Alerts

EPA Publishes MATS Finding, Future Challenges Likely

April 26, 2016

Responding to a Supreme Court mandate, the Environmental Protection Agency (“EPA” or “the Agency”) yesterday published a final supplemental finding that it is necessary and appropriate to regulate hazardous air pollutants emitted from coal- and oil-fired power plants under Section 112 of the Clean Air Act. 81 Fed. Reg. 24,420.

The finding was necessitated by a June 29, 2015 Supreme Court ruling that overturned a 2000 determination by the EPA that it was appropriate and necessary to regulate air toxics, including mercury, from these sources. Michigan v. EPA, 135 S. Ct. 2699 (2015). That determination led the EPA to adopt standards regulating air toxics emissions from power plants, known as the mercury and air toxics (“MATS”) rule, in 2012.

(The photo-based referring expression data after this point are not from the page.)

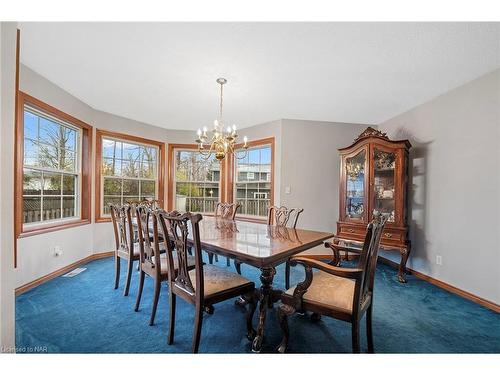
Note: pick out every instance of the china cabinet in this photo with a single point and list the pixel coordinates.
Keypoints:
(374, 176)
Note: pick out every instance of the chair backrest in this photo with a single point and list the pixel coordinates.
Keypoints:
(176, 227)
(283, 216)
(369, 253)
(226, 210)
(148, 250)
(121, 217)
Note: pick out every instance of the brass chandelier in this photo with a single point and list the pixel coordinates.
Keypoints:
(222, 141)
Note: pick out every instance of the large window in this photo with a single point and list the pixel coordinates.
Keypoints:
(128, 169)
(196, 181)
(52, 168)
(253, 180)
(51, 175)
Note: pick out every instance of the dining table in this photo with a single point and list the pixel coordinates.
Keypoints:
(259, 245)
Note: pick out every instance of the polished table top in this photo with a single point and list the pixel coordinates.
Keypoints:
(257, 244)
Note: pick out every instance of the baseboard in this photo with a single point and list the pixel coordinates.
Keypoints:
(441, 284)
(32, 284)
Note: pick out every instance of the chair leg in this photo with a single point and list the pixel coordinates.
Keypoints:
(237, 265)
(287, 275)
(172, 303)
(117, 271)
(284, 311)
(155, 301)
(130, 265)
(369, 329)
(198, 321)
(355, 336)
(139, 292)
(252, 299)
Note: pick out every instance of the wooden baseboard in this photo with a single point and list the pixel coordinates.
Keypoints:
(24, 288)
(441, 284)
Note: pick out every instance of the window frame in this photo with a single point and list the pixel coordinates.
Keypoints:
(122, 137)
(232, 178)
(85, 156)
(172, 149)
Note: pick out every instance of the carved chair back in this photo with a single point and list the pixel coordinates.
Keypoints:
(177, 227)
(368, 257)
(226, 210)
(148, 249)
(121, 217)
(283, 216)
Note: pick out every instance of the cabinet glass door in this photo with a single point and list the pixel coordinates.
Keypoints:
(355, 186)
(383, 172)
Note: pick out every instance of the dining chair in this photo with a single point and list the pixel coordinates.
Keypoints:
(206, 284)
(126, 246)
(151, 245)
(224, 211)
(341, 293)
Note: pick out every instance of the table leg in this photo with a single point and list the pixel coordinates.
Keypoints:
(266, 295)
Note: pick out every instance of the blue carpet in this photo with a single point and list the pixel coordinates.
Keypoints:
(85, 314)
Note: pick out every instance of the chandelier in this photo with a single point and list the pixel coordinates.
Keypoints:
(221, 141)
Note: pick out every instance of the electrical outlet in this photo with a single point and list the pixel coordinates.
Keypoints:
(57, 251)
(439, 260)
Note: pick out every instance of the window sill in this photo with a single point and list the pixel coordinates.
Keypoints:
(52, 228)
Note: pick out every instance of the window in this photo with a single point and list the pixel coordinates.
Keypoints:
(52, 165)
(127, 169)
(253, 181)
(196, 181)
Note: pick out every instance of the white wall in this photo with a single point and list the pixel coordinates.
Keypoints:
(455, 185)
(7, 112)
(310, 165)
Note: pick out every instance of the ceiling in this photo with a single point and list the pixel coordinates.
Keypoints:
(164, 73)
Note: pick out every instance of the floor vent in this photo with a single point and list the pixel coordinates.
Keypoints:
(75, 272)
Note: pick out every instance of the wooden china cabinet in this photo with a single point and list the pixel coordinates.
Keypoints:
(374, 176)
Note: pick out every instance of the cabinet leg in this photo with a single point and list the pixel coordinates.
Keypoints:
(405, 253)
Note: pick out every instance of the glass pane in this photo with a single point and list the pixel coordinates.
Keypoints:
(112, 186)
(110, 200)
(51, 183)
(69, 185)
(30, 125)
(130, 187)
(111, 167)
(355, 189)
(51, 208)
(32, 182)
(384, 167)
(148, 188)
(69, 207)
(31, 209)
(111, 149)
(67, 160)
(30, 153)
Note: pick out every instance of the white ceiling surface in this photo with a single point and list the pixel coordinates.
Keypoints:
(164, 73)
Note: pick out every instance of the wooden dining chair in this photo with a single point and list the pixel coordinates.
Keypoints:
(126, 246)
(224, 211)
(203, 286)
(341, 293)
(151, 245)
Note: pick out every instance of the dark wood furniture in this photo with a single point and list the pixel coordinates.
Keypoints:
(150, 264)
(342, 293)
(225, 211)
(203, 286)
(374, 176)
(126, 247)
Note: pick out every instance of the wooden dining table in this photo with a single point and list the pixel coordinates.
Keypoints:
(260, 245)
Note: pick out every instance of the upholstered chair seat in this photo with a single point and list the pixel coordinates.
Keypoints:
(329, 290)
(217, 280)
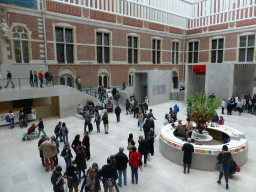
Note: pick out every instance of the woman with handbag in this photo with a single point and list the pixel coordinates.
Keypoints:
(224, 158)
(143, 149)
(66, 153)
(72, 178)
(80, 162)
(131, 143)
(76, 143)
(64, 132)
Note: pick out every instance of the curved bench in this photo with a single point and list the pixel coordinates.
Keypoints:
(205, 156)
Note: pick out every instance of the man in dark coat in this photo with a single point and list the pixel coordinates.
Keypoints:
(41, 152)
(117, 112)
(187, 157)
(121, 166)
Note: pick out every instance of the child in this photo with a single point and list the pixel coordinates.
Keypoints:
(221, 121)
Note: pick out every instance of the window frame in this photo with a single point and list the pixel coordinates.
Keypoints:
(246, 47)
(109, 46)
(156, 50)
(20, 40)
(133, 49)
(193, 52)
(217, 49)
(175, 52)
(65, 43)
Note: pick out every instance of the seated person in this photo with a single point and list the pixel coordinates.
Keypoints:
(30, 129)
(80, 108)
(215, 118)
(180, 130)
(221, 121)
(166, 119)
(189, 128)
(22, 119)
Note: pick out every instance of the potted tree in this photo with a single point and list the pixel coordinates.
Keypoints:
(201, 109)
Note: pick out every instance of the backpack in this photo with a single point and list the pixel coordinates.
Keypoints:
(66, 130)
(57, 129)
(7, 118)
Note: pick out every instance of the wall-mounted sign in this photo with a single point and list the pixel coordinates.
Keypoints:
(31, 4)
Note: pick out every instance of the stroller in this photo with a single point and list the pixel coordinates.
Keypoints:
(233, 168)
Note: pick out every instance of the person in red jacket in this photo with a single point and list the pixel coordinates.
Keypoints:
(134, 163)
(41, 77)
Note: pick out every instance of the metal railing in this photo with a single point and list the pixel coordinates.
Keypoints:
(174, 13)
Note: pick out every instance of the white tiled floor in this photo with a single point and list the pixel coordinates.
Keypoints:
(22, 171)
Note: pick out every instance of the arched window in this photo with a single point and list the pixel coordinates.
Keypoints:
(20, 41)
(103, 80)
(62, 81)
(131, 79)
(175, 79)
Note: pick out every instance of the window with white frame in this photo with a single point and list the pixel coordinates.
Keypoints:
(175, 52)
(246, 49)
(193, 52)
(217, 50)
(20, 41)
(156, 51)
(132, 49)
(103, 48)
(64, 45)
(103, 80)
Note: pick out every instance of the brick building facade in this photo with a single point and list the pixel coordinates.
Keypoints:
(104, 48)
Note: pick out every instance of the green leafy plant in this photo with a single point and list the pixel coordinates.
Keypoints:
(201, 109)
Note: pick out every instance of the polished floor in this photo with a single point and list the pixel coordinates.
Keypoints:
(22, 171)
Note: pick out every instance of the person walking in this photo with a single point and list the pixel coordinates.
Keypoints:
(86, 143)
(9, 79)
(127, 106)
(87, 121)
(143, 149)
(40, 151)
(131, 143)
(58, 132)
(176, 109)
(41, 77)
(224, 158)
(146, 129)
(35, 79)
(121, 166)
(41, 127)
(64, 132)
(66, 154)
(47, 77)
(58, 180)
(109, 174)
(134, 164)
(151, 138)
(187, 157)
(80, 162)
(55, 158)
(105, 122)
(97, 121)
(49, 151)
(117, 112)
(71, 174)
(11, 117)
(140, 120)
(76, 143)
(31, 77)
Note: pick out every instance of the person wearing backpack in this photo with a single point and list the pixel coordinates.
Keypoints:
(41, 127)
(57, 131)
(10, 118)
(97, 121)
(64, 132)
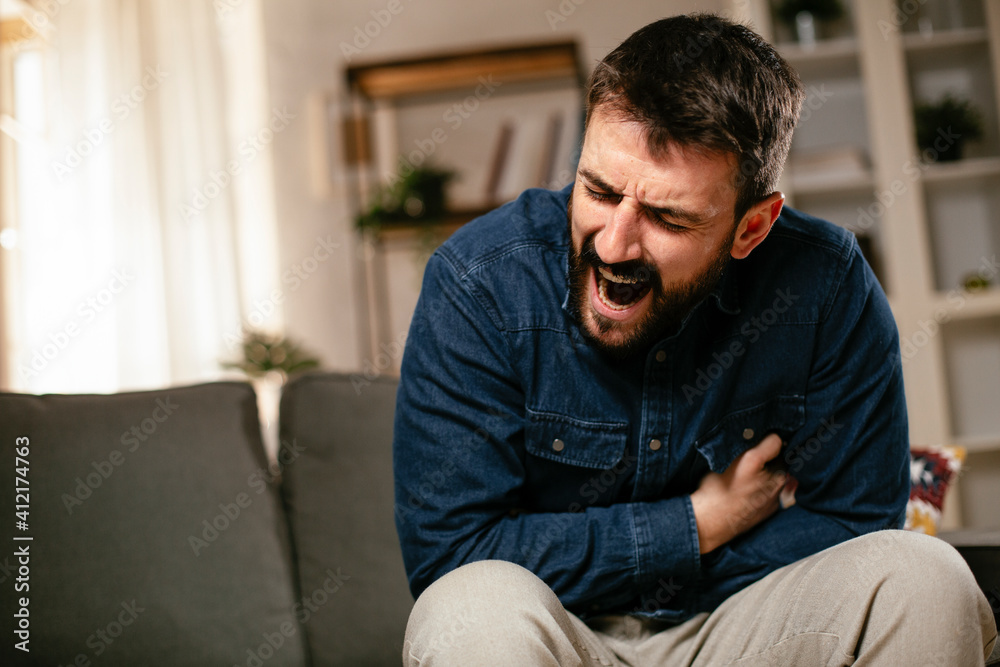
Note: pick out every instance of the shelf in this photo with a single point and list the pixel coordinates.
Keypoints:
(961, 170)
(974, 444)
(828, 52)
(447, 72)
(403, 232)
(961, 305)
(834, 183)
(948, 39)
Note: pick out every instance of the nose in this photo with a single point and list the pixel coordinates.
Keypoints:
(619, 240)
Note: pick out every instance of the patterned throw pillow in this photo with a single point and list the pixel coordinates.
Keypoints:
(932, 469)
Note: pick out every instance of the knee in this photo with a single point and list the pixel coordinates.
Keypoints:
(470, 605)
(926, 571)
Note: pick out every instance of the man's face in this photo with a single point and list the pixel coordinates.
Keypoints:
(650, 236)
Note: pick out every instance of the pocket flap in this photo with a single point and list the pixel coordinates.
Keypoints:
(587, 444)
(739, 431)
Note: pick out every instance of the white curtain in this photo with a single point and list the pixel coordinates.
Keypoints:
(145, 214)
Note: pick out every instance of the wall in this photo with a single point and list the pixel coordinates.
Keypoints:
(306, 45)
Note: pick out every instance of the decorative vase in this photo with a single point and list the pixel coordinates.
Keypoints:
(805, 29)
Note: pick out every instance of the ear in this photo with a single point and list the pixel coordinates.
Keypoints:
(756, 224)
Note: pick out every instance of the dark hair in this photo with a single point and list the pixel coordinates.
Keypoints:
(703, 81)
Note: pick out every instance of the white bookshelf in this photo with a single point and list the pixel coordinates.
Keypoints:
(931, 226)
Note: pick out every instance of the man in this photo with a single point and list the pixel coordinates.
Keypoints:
(652, 419)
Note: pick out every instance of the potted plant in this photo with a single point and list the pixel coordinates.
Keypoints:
(417, 196)
(266, 354)
(802, 16)
(944, 126)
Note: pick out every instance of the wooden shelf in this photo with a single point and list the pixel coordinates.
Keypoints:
(962, 170)
(948, 39)
(973, 305)
(978, 443)
(833, 183)
(404, 232)
(827, 52)
(437, 73)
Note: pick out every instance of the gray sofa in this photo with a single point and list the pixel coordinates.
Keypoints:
(159, 536)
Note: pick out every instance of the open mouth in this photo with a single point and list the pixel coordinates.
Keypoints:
(619, 293)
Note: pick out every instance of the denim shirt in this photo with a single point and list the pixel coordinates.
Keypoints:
(515, 439)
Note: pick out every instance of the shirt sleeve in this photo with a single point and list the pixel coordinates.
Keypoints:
(851, 459)
(458, 457)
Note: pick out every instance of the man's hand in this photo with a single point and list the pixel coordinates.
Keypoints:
(744, 495)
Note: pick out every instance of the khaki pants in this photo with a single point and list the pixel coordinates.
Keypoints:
(888, 598)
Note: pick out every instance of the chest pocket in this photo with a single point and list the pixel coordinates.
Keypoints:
(739, 431)
(573, 464)
(595, 445)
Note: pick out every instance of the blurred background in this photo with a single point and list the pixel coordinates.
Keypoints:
(194, 190)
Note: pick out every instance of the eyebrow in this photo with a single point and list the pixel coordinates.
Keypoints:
(676, 213)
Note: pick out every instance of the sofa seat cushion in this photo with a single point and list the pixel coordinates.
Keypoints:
(156, 537)
(336, 447)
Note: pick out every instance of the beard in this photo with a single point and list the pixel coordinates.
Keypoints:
(671, 303)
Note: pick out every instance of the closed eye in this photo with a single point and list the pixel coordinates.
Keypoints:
(603, 196)
(665, 223)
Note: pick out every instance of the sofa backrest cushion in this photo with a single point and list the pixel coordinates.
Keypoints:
(157, 538)
(336, 447)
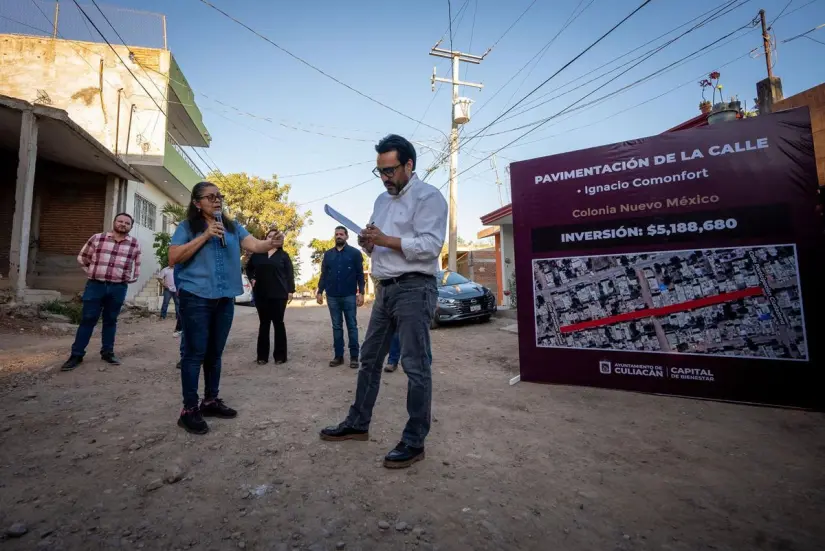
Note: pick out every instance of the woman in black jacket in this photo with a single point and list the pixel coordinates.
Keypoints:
(273, 283)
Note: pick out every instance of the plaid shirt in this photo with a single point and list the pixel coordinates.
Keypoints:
(104, 259)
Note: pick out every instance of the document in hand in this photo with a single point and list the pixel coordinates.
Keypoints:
(341, 219)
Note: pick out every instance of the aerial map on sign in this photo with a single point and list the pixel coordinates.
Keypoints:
(739, 302)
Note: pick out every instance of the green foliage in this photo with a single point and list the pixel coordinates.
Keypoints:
(174, 212)
(319, 247)
(260, 204)
(161, 247)
(72, 310)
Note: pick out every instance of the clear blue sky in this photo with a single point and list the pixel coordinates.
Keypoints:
(381, 48)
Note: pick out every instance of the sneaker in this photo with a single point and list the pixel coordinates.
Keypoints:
(192, 421)
(110, 358)
(342, 432)
(403, 456)
(71, 363)
(216, 408)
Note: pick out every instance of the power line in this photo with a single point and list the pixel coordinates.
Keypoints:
(533, 105)
(805, 5)
(535, 126)
(325, 171)
(315, 68)
(513, 24)
(640, 104)
(450, 19)
(511, 79)
(563, 67)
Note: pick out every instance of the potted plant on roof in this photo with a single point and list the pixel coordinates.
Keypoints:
(721, 111)
(705, 106)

The Supreme Court found the EPA was required to consider costs when making its 2000 determination under CAA § 112(n)(1)(A) that regulations were appropriate, a position the EPA initially rejected in making its determination. The Court remanded the rule to the D.C. Circuit, which elected not to vacate the rule while the EPA addressed its flaws. Accordingly, the MATS rule has remained in effect pending the EPA’s new determination. Notwithstanding, the EPA’s latest determination is likely to face further challenges based on the methodology employed by the Agency and its reliance on co-benefits associated with reductions from pollutants not directly regulated by the rule in this analysis.

The EPA’s decision tends to underscore arguments raised by state and industry groups in petitions requesting that the Supreme Court stay to the Agency’s Clean Power Plan, which the Court granted February 9. Petitioners argued that notwithstanding the Supreme Court’s ruling in Michigan v. EPA, the Agency acted as though the MATS rule was a fait accompli requiring no need to revisit the regulation.

Potential petitioners have sixty (60) days to challenge the EPA’s supplemental determination under the Clean Air Act.